We have been slowly working through debugging the various error messages seen in our graylog server.log file so we can see when there are real issues.
This particular message is a current concern:
2017-02-19T12:10:51.869-05:00 WARN [ProcessBufferProcessor] Unable to process message <5dc778dc-f6c6-11e6-9b33-0025b5ff0071>: org.graylog.plugins.pipelineprocessor.ast.exceptions.FunctionEvaluationException: java.lang.IllegalArgumentException: This IPv6 address cannot be used in IPv4 context
It occurs around 2500 times each day.
What is the BEST way to troubleshoot error messages related to “unable to process message”? Has anyone written up a basic procedure that one could follow?
In older versions of Graylog I vaguely remember an interface where I could see the message that could not be processed, making it simple to find and fix the problem. If that’s here now I might be missing it.
@jochen This looks like the message is being discarded. Can you confirm? If so, we should change the behavior of cidr_match() and make the function throw a warning but handle it gracefully, i.e. not lose the whole message.

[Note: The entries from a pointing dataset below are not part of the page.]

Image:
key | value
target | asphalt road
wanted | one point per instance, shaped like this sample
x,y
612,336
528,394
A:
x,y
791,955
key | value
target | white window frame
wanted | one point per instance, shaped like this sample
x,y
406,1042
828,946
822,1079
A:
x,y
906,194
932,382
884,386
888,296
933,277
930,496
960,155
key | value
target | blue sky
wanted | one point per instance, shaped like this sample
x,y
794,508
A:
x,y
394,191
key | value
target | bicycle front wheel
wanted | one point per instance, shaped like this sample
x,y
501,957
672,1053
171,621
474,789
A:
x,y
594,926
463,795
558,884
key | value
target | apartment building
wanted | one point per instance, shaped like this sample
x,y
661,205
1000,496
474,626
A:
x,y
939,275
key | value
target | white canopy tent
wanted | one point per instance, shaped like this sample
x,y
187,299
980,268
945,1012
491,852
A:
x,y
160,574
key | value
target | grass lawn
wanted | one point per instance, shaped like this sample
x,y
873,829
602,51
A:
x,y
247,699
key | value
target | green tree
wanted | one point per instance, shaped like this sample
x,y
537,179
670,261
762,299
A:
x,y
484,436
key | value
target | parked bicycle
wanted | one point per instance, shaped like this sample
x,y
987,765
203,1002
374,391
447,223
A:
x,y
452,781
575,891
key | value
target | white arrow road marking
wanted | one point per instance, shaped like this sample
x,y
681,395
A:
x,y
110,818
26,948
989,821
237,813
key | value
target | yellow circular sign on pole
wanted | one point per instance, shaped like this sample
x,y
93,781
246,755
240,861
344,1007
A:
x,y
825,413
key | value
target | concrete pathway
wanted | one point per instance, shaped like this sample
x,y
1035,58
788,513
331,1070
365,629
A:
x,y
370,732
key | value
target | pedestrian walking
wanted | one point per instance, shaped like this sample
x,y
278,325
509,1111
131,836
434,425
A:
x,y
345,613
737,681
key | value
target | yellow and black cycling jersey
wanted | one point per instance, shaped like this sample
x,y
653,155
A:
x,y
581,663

Here is a reduced bit of pipeline we currently have deployed.
rule "from datacenter subnet"
when
cidr_match("192.168.1.0/24", to_ip($message.gl2_remote_ip)) OR cidr_match("192.168.2.0/24", to_ip($message.gl2_remote_ip))
then
set_field(field: "LocationTag", value: "datacenter");
end
I am trying to confirm with log data, but I am assuming that an ipv6 address isn’t safely handled by “to_ip”. Will post back once I know for sure.